I recently encountered a problem when building a customized PyTorch operator using torch.utils.cpp_extension following this tutorial. In my kernel, I call cuBLAS_v2 for GEMM operations. While it can compile without errors. When I import the operator in Python, it crashed, giving me the following message.

test_cuda.cpython-37m-x86_64-linux-gnu.so: undefined symbol: __cudaRegisterLinkedBinary_50_tmpxft_0000403a_00000000_7_test_cuda_kernel_cpp1_ii_7487cc74

However, when I remove all cuBLAS related code in my kernel and recompile it, it can successfully run without any error.

Here are the options I use in my setup file.

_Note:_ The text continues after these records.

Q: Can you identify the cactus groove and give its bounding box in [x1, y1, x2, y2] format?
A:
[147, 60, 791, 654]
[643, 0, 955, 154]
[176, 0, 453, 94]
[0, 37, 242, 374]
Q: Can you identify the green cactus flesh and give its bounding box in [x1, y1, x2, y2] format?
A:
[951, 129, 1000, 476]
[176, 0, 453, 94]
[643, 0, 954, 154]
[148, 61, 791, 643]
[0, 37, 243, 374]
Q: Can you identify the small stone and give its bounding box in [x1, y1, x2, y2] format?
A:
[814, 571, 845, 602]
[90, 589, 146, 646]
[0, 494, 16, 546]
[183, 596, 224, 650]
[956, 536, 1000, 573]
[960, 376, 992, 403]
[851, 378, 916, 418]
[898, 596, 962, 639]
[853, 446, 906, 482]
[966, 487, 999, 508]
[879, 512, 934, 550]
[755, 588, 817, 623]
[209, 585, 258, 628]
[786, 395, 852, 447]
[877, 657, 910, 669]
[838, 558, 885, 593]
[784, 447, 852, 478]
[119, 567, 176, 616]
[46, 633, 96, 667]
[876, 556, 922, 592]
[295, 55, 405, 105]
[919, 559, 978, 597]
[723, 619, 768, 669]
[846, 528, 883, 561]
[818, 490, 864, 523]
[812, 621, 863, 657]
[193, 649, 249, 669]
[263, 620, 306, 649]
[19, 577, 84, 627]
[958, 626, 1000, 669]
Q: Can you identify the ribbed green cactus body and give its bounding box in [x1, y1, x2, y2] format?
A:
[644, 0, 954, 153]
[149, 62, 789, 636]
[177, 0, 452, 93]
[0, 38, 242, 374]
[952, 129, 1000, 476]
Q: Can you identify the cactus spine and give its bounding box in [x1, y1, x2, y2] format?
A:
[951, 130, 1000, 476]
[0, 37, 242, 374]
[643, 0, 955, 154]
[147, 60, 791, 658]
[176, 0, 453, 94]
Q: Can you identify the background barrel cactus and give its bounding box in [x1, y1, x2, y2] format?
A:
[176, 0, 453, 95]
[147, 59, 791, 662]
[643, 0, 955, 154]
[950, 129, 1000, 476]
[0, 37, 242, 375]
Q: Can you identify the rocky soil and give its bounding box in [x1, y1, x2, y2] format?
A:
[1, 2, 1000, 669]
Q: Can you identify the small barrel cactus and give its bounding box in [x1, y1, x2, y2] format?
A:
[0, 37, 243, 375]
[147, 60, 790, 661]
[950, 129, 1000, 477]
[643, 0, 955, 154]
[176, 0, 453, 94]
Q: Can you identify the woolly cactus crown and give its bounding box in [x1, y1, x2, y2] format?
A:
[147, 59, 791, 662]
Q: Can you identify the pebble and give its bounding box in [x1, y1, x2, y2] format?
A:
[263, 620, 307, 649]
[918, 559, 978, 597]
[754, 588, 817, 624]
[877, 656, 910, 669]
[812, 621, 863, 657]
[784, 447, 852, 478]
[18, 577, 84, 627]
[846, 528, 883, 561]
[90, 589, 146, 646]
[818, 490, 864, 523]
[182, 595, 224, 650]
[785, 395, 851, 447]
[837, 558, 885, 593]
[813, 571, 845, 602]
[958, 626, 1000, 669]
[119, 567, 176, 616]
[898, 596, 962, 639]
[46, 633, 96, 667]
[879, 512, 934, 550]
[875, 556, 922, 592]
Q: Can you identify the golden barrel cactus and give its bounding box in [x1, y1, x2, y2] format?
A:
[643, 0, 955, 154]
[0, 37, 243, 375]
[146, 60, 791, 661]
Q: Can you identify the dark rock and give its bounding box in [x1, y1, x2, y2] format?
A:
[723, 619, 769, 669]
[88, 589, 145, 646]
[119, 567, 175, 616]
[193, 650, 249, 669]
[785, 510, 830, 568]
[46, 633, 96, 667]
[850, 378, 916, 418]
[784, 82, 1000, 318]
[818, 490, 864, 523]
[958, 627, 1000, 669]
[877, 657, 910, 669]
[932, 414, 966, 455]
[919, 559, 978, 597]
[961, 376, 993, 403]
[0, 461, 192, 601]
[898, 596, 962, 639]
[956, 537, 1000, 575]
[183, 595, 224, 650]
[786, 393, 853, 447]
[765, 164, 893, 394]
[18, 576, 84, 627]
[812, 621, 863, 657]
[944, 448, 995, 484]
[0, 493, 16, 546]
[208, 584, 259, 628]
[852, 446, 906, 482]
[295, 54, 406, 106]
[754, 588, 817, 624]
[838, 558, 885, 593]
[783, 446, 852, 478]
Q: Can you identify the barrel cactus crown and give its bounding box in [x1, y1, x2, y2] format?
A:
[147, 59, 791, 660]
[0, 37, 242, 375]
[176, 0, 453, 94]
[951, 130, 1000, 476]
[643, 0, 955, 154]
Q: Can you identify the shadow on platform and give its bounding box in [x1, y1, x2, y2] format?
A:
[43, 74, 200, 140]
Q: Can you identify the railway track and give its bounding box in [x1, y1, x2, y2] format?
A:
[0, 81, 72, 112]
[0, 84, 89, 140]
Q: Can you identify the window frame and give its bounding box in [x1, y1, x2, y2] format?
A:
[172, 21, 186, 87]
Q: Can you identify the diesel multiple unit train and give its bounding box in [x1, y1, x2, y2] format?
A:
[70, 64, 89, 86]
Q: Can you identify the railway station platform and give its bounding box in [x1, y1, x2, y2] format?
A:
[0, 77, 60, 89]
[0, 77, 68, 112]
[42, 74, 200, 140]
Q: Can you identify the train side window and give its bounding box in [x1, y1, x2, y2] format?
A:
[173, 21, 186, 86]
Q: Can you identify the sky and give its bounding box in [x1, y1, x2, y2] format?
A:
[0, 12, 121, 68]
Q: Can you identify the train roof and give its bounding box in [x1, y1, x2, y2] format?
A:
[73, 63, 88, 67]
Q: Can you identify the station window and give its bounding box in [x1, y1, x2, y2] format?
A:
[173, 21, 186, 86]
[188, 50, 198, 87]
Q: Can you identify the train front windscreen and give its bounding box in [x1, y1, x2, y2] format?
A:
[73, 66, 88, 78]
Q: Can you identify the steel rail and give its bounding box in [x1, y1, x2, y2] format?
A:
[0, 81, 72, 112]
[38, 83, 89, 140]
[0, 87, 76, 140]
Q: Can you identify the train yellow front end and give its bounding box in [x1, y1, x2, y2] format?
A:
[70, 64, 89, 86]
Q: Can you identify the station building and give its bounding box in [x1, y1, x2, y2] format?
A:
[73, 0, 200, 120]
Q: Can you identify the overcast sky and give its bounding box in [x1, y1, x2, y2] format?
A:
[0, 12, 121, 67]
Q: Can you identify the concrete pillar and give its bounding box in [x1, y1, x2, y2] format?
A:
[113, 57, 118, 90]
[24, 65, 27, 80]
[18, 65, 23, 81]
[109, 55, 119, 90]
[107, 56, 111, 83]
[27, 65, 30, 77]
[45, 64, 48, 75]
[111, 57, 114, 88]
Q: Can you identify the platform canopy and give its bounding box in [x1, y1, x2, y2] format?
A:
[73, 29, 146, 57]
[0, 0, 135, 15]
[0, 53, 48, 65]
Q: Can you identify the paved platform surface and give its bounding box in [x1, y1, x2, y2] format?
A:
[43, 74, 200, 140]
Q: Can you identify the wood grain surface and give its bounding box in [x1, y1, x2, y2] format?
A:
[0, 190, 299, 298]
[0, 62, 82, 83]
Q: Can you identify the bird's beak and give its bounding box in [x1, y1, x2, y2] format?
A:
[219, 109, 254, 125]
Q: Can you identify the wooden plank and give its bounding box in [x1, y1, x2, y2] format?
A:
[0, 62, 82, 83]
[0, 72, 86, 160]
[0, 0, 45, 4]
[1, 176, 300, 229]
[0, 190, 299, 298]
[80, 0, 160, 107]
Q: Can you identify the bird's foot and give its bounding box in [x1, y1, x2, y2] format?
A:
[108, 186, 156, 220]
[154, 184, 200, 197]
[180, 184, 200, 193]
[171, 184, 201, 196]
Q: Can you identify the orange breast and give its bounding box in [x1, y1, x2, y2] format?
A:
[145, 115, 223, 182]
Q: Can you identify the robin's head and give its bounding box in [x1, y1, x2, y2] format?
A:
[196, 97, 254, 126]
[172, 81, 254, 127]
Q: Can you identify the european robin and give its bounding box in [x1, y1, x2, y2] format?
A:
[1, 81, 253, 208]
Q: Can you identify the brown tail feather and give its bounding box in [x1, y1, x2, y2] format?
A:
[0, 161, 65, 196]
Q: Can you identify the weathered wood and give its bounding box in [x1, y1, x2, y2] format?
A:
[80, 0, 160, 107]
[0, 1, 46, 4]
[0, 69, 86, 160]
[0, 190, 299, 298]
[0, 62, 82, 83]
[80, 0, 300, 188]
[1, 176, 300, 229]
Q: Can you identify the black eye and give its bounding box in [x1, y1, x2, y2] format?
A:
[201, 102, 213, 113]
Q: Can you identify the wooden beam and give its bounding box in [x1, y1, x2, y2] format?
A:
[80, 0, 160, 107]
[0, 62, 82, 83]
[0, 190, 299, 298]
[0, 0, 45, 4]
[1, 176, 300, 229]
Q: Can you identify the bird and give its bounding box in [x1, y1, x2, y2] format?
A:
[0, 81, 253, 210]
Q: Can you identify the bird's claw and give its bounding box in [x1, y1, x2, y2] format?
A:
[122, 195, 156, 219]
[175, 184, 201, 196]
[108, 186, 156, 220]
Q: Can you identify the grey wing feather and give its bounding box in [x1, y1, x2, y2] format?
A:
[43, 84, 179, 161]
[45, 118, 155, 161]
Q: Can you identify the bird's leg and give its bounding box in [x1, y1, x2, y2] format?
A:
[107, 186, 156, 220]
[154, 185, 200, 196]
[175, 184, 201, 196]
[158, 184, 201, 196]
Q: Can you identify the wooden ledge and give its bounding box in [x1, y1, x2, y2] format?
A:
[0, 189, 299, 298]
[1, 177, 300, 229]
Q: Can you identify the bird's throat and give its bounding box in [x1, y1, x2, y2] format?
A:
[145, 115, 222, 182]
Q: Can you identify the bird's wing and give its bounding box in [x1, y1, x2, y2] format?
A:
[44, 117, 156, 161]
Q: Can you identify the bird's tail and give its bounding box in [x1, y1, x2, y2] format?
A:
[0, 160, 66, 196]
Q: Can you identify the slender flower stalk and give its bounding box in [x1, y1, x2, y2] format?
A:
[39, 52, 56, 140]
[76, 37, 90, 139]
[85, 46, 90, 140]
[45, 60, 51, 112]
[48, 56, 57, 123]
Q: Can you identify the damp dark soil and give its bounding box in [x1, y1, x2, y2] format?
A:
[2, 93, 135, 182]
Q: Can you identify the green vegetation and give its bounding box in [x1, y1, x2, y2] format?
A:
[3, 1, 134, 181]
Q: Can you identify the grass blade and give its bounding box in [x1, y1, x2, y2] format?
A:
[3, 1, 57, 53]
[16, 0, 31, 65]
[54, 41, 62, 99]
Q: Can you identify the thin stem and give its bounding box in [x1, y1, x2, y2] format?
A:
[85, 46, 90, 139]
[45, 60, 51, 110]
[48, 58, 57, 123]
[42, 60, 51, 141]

from setuptools import setup
from torch.utils.cpp_extension import BuildExtension, CUDAExtension

setup(
name=‘rpw’,
ext_modules=[
CUDAExtension(
name=‘rpw_cuda’,
sources=[‘rpw_cuda.cpp’, ‘rpw_cuda_kernel.cu’],
extra_compile_args={‘cxx’: [‘-O3’],
# ‘nvcc’: [‘-lcublas’, ‘-arch=sm_86’, ‘-lcuda’, ‘-lcudart’, ‘-lcudadevrt’]}
‘nvcc’: [‘-rdc=true’, ‘-lcublas’, ‘-lcuda’, ‘-lcublas’ ‘-lcublas_device’ ‘-lcudadevrt’]
}
)
],
cmdclass={
‘build_ext’: BuildExtension
})

Thanks!